-
Notifications
You must be signed in to change notification settings - Fork 340
SPL Cloud Data Warehouse
The overwhelming majority of the cloud data warehouse services on the market (actually we can say all of them) are based on SQL. After all, data warehouses’ primary responsibility is analytical computing. NoSQL has technological advantages in handling TP but they are not nearly as good as SQL in dealing with AP. Cloud service providers who participate in the competition think inside this box, believing that supplying SQL alone is enough for a complete collection of functionalities while trying to take the upper hand on performance, operation and maintenance, price and other aspects.
That’s of course a suitable way.

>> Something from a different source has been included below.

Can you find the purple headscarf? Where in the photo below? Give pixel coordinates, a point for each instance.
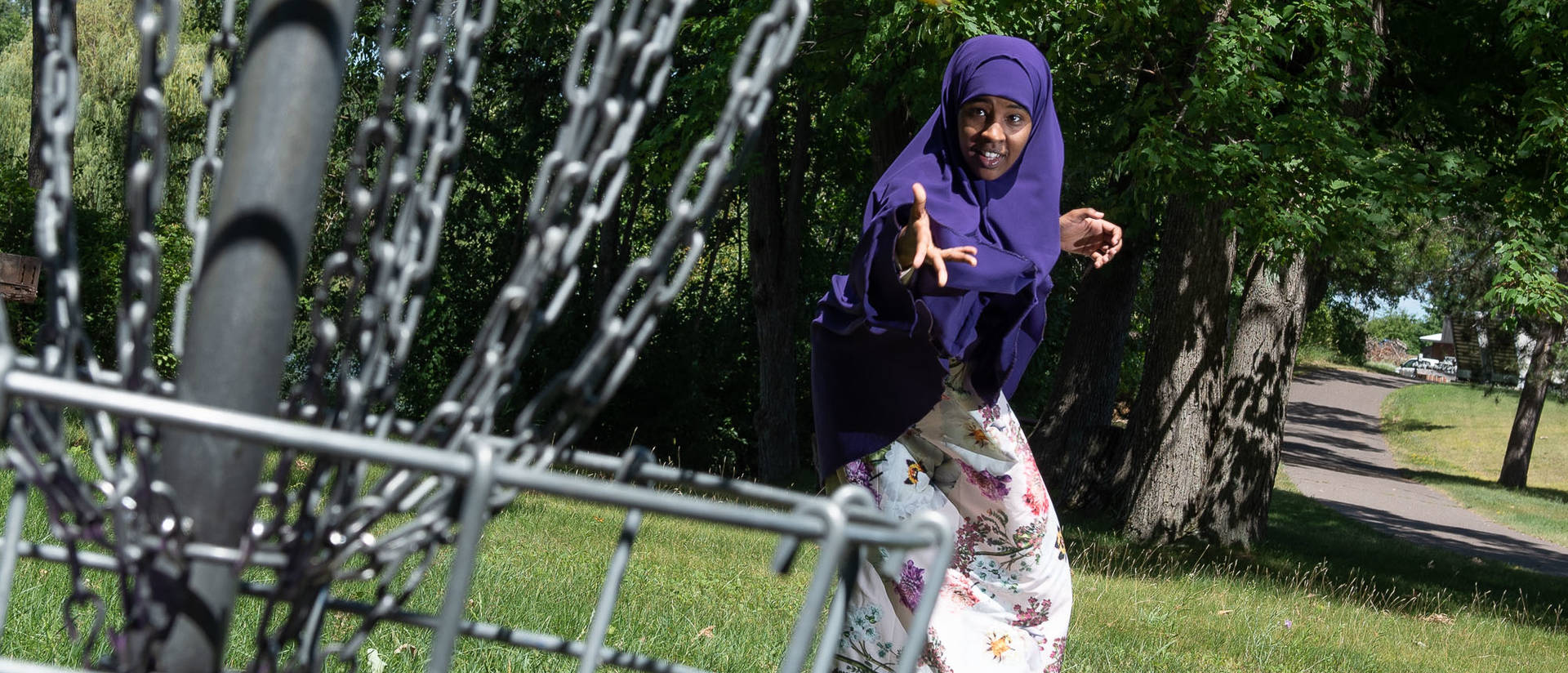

There are already many successful service providers.
But my question is this: Is the 50-year-old SQL really right for implementing the cloud data analytics which has become popular only of late years?
And is SPL, a new data computing technique, a better alternative?
Let’s first look at how SQL and SPL implement essential cloud service characteristics.
1. Elastic computing
Cloud services require elastic computing, which requires the separation of storage and computation (here we skip the reason behind this). SQL (represented by RDB), however, has never taken account of the separation. It breaks through the file system to directly access hard disks instead. To transform it into a mechanism where storage and computation is separated and that uses the NFS (Network File System) storage and cloud object storage, we need to restructure the language from the base-level. This is a complex job that will bring about not a few implementation risks. Therefore, the separation of storage and computation has become an important SQL database technology issue.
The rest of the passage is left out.